Intel 64 and IA-32 Architectures Software Developers Manual Volume 3A, System Programming Guide, Part 1
Vol. 3A 7-1
CHAPTER 7
MULTIPLE-PROCESSOR MANAGEMENT
The Intel 64 and IA-32 architectures provide mechanisms for managing and
improving the performance of multiple processors connected to the same system
bus. These include:
• Bus locking and/or cache coherency management for performing atomic
operations on system memory.
• Serializing instructions. These instructions apply only to the Pentium 4, Intel
Xeon, P6 family, and Pentium processors.
• An advance programmable interrupt controller (APIC) located on the processor
chip (see Chapter 8, “Advanced Programmable Interrupt Controller (APIC)”). This
feature was introduced by the Pentium processor.
• A second-level cache (level 2, L2). For the Pentium 4, Intel Xeon, and P6 family
processors, the L2 cache is included in the processor package and is tightly
coupled to the processor.
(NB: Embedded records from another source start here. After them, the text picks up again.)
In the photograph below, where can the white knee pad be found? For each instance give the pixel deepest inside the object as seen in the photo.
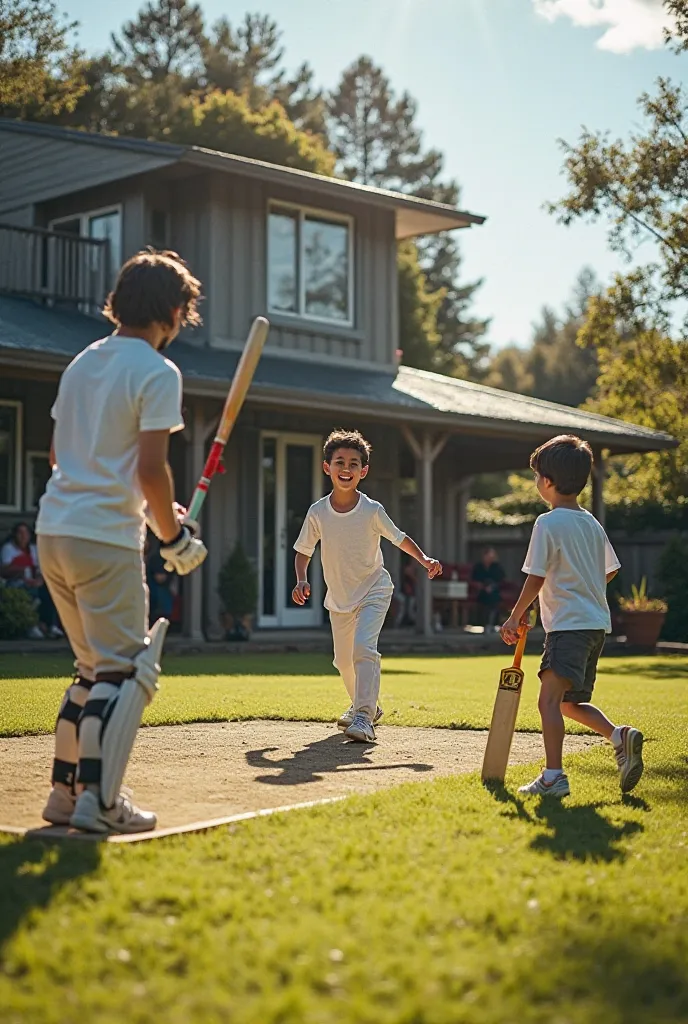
(106, 736)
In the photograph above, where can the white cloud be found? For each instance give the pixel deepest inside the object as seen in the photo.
(628, 24)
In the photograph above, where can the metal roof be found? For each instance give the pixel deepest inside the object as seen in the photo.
(34, 337)
(414, 216)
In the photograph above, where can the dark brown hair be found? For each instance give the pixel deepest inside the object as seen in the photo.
(347, 438)
(566, 461)
(149, 287)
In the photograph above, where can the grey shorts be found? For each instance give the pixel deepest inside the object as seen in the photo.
(573, 655)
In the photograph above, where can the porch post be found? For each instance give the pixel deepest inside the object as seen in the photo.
(599, 472)
(425, 453)
(462, 530)
(196, 434)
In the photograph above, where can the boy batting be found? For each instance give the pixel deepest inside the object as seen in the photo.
(569, 563)
(117, 403)
(349, 525)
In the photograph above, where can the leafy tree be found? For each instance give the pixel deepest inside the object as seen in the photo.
(643, 379)
(39, 69)
(166, 38)
(377, 141)
(419, 337)
(249, 59)
(554, 367)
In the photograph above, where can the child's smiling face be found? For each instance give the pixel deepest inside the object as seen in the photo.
(346, 469)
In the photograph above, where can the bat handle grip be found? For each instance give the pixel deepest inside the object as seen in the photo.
(520, 647)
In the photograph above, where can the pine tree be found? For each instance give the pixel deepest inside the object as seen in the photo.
(377, 141)
(167, 38)
(41, 73)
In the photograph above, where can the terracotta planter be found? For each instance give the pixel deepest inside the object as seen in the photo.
(642, 628)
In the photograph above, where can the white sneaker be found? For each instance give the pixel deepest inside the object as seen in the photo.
(347, 718)
(59, 807)
(361, 729)
(123, 817)
(630, 758)
(539, 787)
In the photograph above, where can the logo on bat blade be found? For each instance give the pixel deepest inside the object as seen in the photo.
(511, 679)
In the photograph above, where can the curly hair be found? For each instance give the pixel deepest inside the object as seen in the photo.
(149, 287)
(347, 438)
(566, 460)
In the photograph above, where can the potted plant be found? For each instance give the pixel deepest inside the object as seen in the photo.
(642, 616)
(238, 589)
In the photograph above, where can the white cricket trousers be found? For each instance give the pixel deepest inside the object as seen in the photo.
(355, 639)
(101, 598)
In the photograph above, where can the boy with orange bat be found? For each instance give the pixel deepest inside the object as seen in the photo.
(569, 563)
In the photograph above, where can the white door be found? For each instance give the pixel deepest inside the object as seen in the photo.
(290, 482)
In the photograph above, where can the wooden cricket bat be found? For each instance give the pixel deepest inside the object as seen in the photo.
(504, 717)
(232, 406)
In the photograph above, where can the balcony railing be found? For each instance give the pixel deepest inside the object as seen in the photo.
(57, 267)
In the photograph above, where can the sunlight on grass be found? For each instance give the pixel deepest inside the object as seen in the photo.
(431, 903)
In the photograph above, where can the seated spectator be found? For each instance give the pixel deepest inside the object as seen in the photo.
(487, 573)
(159, 581)
(18, 566)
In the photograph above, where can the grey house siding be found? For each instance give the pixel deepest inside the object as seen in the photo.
(23, 216)
(237, 279)
(37, 168)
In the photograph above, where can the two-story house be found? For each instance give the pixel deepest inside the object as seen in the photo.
(317, 256)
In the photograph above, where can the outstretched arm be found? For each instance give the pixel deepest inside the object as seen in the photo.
(531, 589)
(301, 592)
(432, 566)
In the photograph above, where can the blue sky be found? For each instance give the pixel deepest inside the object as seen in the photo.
(497, 82)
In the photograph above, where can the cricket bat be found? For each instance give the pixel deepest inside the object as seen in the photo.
(232, 406)
(504, 717)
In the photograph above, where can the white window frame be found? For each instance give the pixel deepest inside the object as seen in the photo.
(273, 206)
(85, 215)
(30, 498)
(18, 440)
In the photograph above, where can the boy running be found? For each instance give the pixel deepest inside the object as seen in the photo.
(117, 403)
(569, 563)
(349, 525)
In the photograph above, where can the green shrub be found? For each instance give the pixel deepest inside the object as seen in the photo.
(238, 585)
(673, 573)
(17, 613)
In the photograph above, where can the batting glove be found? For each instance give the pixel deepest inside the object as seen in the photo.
(183, 554)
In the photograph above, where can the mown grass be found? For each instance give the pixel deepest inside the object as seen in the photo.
(440, 691)
(432, 903)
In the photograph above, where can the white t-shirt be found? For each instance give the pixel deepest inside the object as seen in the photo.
(111, 392)
(570, 549)
(352, 560)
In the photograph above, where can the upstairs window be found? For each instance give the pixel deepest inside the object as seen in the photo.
(100, 224)
(309, 264)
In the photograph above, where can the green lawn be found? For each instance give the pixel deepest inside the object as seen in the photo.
(443, 691)
(433, 903)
For the Pentium and Intel486 processors, pins are
provided to support an external L2 cache.
• A third-level cache (level 3, L3). For Intel Xeon processors, the L3 cache is
included in the processor package and is tightly coupled to the processor.
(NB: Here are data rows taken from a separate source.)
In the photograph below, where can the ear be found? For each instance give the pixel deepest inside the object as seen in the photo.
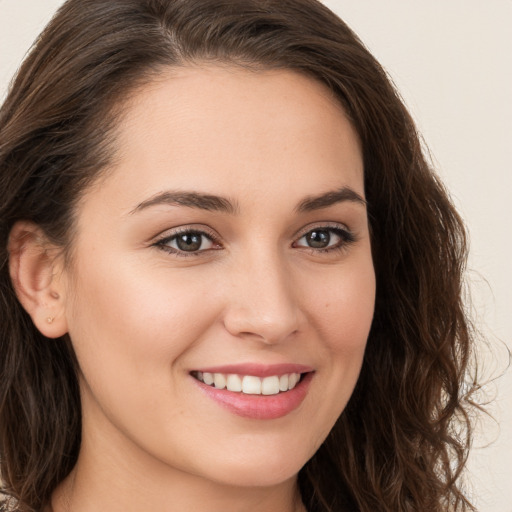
(37, 274)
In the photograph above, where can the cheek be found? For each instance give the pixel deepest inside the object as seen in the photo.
(343, 306)
(133, 321)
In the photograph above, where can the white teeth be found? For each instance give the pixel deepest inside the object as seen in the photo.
(250, 384)
(234, 383)
(270, 385)
(219, 380)
(283, 383)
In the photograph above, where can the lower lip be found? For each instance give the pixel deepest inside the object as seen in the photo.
(259, 407)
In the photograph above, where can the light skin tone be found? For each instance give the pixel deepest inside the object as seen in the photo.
(278, 270)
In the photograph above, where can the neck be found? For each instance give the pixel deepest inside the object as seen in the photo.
(107, 483)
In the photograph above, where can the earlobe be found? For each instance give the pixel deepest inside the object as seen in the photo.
(36, 275)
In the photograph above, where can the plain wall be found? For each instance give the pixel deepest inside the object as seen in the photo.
(451, 60)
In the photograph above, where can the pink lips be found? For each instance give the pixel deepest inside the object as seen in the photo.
(259, 407)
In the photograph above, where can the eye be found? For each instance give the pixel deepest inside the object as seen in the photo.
(324, 239)
(187, 241)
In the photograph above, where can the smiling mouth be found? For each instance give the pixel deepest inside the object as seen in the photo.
(250, 384)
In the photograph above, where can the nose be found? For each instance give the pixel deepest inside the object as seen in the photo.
(263, 302)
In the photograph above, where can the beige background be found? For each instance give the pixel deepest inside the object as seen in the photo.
(451, 60)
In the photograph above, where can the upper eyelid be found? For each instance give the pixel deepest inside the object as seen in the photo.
(321, 225)
(215, 237)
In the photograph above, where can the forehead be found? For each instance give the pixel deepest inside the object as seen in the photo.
(230, 130)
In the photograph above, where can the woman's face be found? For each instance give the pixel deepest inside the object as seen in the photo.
(229, 242)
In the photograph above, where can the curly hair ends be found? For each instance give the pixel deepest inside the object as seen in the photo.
(401, 443)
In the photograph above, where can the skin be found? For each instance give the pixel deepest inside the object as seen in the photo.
(142, 318)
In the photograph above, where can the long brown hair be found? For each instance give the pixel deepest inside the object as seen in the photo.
(402, 441)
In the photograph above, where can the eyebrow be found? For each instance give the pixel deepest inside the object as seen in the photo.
(192, 200)
(331, 198)
(210, 202)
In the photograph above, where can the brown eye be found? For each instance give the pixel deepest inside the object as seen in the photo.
(187, 242)
(318, 238)
(325, 239)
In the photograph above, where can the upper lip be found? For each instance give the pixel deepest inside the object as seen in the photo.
(257, 369)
• Hyper-Threading Technology. This extension to the Intel 64 and IA-32 architec-
tures enables a single processor core to execute two or more threads concur-
rently (see Section 7.6, “Hyper-Threading and Multi-Core Technology”).
These mechanisms are particularly useful in symmetric-multiprocessing (SMP)
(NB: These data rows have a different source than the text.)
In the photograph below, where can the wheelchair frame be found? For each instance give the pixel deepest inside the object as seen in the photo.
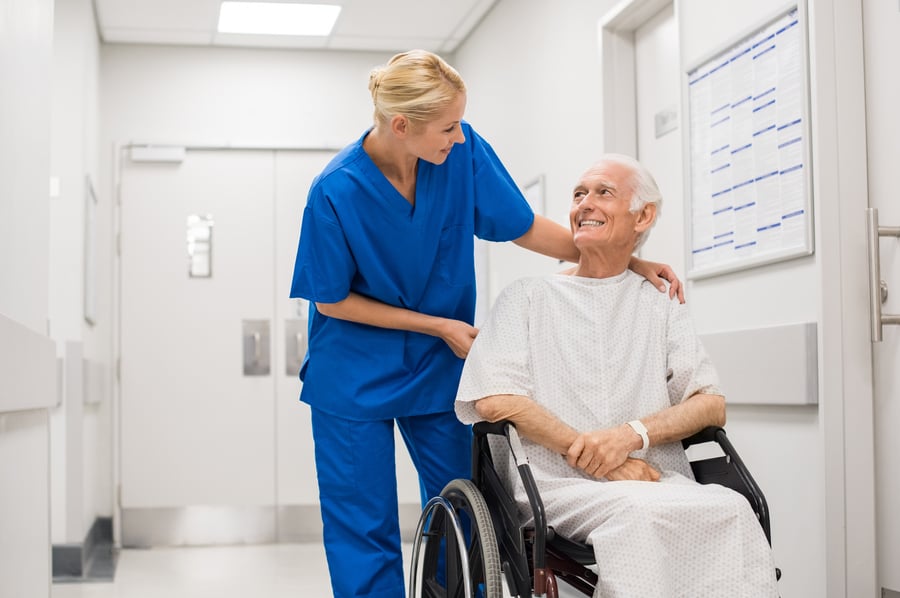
(471, 542)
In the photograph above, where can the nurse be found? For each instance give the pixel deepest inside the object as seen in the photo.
(386, 259)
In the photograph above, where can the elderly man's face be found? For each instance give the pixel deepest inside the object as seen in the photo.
(599, 212)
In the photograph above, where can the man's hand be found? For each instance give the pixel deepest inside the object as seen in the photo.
(634, 469)
(599, 452)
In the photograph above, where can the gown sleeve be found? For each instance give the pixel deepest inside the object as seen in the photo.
(692, 370)
(499, 361)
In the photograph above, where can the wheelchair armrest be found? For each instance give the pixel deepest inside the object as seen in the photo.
(481, 450)
(729, 471)
(499, 428)
(707, 434)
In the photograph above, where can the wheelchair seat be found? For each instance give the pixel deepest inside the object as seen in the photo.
(470, 540)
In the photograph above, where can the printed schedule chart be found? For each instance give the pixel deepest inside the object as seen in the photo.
(749, 191)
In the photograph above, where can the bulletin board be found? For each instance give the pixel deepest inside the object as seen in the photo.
(748, 173)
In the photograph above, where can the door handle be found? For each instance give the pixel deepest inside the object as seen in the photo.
(256, 347)
(877, 287)
(294, 345)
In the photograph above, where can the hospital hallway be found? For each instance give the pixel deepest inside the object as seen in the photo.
(269, 570)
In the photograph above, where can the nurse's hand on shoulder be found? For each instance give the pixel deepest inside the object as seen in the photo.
(459, 336)
(655, 272)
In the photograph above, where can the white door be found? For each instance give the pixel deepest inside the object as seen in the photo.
(882, 47)
(195, 430)
(211, 452)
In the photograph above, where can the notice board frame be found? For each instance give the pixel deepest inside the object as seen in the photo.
(748, 175)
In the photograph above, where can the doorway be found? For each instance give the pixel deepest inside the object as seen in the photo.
(215, 447)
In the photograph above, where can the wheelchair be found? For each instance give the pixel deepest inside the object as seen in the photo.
(470, 541)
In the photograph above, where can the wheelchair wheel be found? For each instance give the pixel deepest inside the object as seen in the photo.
(455, 552)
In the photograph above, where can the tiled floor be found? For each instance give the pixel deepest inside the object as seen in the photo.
(266, 571)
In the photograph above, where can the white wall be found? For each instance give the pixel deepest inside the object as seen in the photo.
(237, 97)
(81, 431)
(25, 61)
(533, 72)
(780, 294)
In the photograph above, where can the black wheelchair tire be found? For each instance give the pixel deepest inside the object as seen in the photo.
(485, 569)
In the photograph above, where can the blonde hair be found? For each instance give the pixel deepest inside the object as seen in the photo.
(416, 84)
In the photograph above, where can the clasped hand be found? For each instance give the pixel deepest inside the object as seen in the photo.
(604, 454)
systems. However, they can also be used when an Intel 64 or IA-32 processor and a
special-purpose processor (such as a communications, graphics, or video processor)
share the system bus.
These multiprocessing mechanisms:
• To maintain system memory coherency — When two or more processors are
attempting simultaneously to access the same address in system memory, some
communication mechanism or memory access protocol must be available to
promote data coherency and, in some instances, to allow one processor to
temporarily lock a memory location.
• To maintain cache consistency — When one processor accesses data cached on
another processor, it must not receive incorrect data. If it modifies data, all other
processors that access that data must receive the modified data.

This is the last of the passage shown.